Boris Rogge
Multimedia Lab - Ghent University
Sint-Pietersnieuwstraat 41
B-9000 Ghent, Belgium
+32 (0)9 264 89 11
Rik Van de Walle
Multimedia Lab - Ghent University
Sint-Pietersnieuwstraat 41
B-9000 Ghent, Belgium
+32 (0)9 264 33 68


In this poster, we describe the validation process of a functional metadata (FMD) document encapsulated in an MPEG-21 digital item. The validation starts with an MPEG-21 digital item containing the functional metadata and ends with a valid functional metadata document or with a list of error codes. Since the W3C schema language does not suffice to validate all relationships within a functional metadata document, a set of extra rules is defined. These rules are implemented through the use of transformations on functional metadata documents. These transformations are implemented using XSLT.

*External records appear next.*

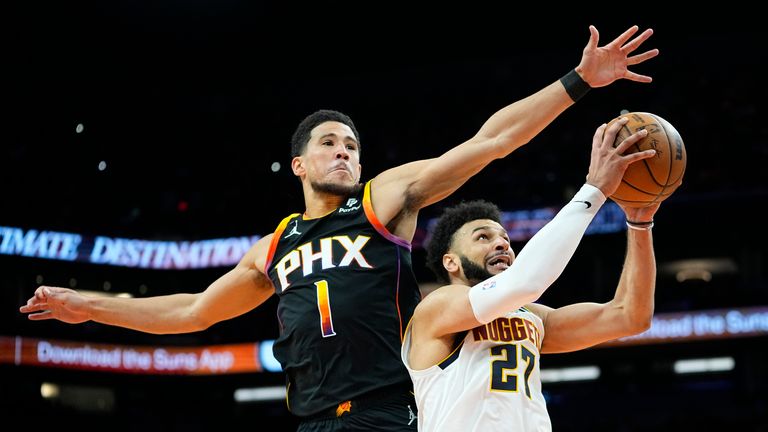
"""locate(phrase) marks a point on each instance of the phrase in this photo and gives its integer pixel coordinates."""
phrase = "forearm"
(516, 124)
(540, 262)
(159, 315)
(635, 293)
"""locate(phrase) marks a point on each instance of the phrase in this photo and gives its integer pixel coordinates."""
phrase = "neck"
(319, 204)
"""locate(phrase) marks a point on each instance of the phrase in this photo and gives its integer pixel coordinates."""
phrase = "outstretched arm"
(235, 293)
(455, 308)
(630, 312)
(400, 192)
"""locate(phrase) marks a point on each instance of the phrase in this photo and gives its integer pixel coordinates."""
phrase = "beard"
(473, 272)
(343, 190)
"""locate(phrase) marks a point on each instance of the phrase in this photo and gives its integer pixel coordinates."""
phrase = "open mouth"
(499, 262)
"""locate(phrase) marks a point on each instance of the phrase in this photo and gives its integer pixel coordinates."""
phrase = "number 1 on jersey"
(324, 307)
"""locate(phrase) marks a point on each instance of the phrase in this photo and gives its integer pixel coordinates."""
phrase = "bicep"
(445, 311)
(579, 326)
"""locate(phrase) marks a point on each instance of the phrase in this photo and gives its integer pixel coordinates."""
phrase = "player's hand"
(601, 66)
(642, 214)
(608, 164)
(57, 303)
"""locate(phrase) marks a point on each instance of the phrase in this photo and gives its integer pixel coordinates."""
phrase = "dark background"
(190, 103)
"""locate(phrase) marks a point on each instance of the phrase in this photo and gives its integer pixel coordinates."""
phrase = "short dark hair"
(450, 221)
(301, 135)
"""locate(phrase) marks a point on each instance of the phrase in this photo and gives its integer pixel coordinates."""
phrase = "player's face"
(483, 246)
(331, 162)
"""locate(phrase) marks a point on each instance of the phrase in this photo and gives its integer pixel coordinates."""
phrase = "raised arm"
(542, 260)
(235, 293)
(403, 190)
(630, 312)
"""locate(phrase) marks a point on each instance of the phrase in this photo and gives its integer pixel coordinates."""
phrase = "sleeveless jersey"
(346, 292)
(490, 382)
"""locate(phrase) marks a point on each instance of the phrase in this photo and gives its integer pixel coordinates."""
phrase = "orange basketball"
(651, 180)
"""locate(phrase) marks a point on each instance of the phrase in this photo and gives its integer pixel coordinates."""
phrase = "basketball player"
(342, 268)
(473, 347)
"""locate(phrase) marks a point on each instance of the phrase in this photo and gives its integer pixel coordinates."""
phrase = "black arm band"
(638, 223)
(575, 85)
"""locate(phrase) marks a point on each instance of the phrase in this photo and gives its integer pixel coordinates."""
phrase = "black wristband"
(575, 85)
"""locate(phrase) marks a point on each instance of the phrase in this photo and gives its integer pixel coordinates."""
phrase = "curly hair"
(450, 221)
(301, 136)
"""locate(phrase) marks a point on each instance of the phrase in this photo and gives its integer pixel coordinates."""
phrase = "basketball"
(650, 180)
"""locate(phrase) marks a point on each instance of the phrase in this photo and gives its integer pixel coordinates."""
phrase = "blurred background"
(137, 125)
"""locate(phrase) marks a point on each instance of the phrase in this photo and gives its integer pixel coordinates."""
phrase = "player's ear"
(297, 165)
(451, 263)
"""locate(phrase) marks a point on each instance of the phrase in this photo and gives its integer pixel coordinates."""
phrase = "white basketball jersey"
(490, 382)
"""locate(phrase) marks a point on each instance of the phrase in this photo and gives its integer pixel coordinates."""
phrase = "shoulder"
(258, 253)
(539, 310)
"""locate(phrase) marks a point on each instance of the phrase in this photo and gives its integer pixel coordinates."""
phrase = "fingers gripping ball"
(651, 180)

MPEG-21, Functional Metadata, XSL transformations, W3C XML Schema


The need for content description in modern multimedia application has been recognized by numerous researchers. The most thorough effort in this domain is undoubtedly the Multimedia Content Description Interface, commonly known as MPEG-7 [1]. MPEG-7 offers an extensive framework for describing the content of multimedia documents. This content ranges from simple user preferences over audio sample descriptions to full featured texture description matrices. Rogge et. al. introduced the concept of Functional Metadata (FMD) in [2,3]. Whereas MPEG-7 descriptors and descriptor schemes enable the description of the multimedia content, FMD enables the description of functionality associated with this multimedia data. The functional metadata framework provides a method for defining functionality through the use of XML-based descriptors. A set of FMD definitions is grouped into an MPEG-21 Digital Item [4] thus enabling the coupling between multimedia data (resources), content description data (MPEG-7 descriptors and descriptor schemes) and functional metadata.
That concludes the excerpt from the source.